On 8 February 2011 the Information Commissioner’s Office (“ICO”) issued two monetary penalty notices for serious breaches of the Data Protection Act. Ealing Council and Hounslow Council were fined £80,000 and £70,000 respectively for the loss of two unencrypted laptops containing sensitive personal information. (This might be considered rather unfair on the poor council tax payers of Ealing and Hounslow, though like those councils’ own parking fines, the ICO have applied a discount for early payment.)
Four fines have now been imposed. The first two fines, imposed in November 2010, were covered in a previous posting on this blog.

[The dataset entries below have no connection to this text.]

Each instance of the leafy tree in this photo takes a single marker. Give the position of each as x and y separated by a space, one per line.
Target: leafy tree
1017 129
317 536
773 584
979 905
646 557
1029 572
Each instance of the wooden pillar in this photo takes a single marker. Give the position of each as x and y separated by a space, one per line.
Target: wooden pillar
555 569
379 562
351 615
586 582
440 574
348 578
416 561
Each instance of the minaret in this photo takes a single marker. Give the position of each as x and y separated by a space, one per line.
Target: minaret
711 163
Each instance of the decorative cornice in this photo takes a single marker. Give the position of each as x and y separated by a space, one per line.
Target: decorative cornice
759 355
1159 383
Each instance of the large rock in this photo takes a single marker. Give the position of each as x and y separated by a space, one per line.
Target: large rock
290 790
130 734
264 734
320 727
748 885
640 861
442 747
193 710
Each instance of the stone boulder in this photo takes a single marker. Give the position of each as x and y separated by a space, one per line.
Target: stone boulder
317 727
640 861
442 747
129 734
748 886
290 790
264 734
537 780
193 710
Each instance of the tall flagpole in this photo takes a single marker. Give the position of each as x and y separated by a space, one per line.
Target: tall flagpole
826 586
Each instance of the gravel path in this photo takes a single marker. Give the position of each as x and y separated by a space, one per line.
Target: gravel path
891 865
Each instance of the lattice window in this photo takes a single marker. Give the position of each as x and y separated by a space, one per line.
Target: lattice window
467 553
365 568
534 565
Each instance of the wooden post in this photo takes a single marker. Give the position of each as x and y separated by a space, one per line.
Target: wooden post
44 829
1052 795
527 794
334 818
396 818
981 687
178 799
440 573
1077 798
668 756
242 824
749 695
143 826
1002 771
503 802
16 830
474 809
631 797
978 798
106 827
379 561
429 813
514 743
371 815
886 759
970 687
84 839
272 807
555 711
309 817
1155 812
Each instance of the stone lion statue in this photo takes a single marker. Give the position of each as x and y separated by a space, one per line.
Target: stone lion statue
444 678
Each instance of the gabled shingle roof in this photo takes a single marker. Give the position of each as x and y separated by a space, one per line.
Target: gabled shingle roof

Ealing Council provided an out-of-hours service on behalf of both councils, which relied on the use of laptops to record information about individuals. Two of these laptops were lost. There was no evidence to suggest that the data held on the computers had been accessed and no complaints from those affected was received. However, there was still held to be a significant risk to the privacy of the affected individuals.
As with the two previous occasions that gave rise to fines, the ground on which the fine was imposed was a failure to comply with the seventh data protection principle (the need to take “appropriate technical and organisational measures“) to protect data. The specific failure was the failure to encrypt the data.

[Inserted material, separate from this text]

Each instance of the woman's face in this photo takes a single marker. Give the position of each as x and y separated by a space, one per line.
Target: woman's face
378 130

The following lessons emerge:
Laptops and other off-site devices should be encrypted if they contain sensitive personal information. Password protection alone is not adequate.
It is not enough to have a data security policy in place; this must also be adhered to by employees. This requires employee training and the promotion of general awareness of data protection issues.
Data processing cannot simply be outsourced without checking that the data being handed over is properly protected, and will continue to be treated in such a way.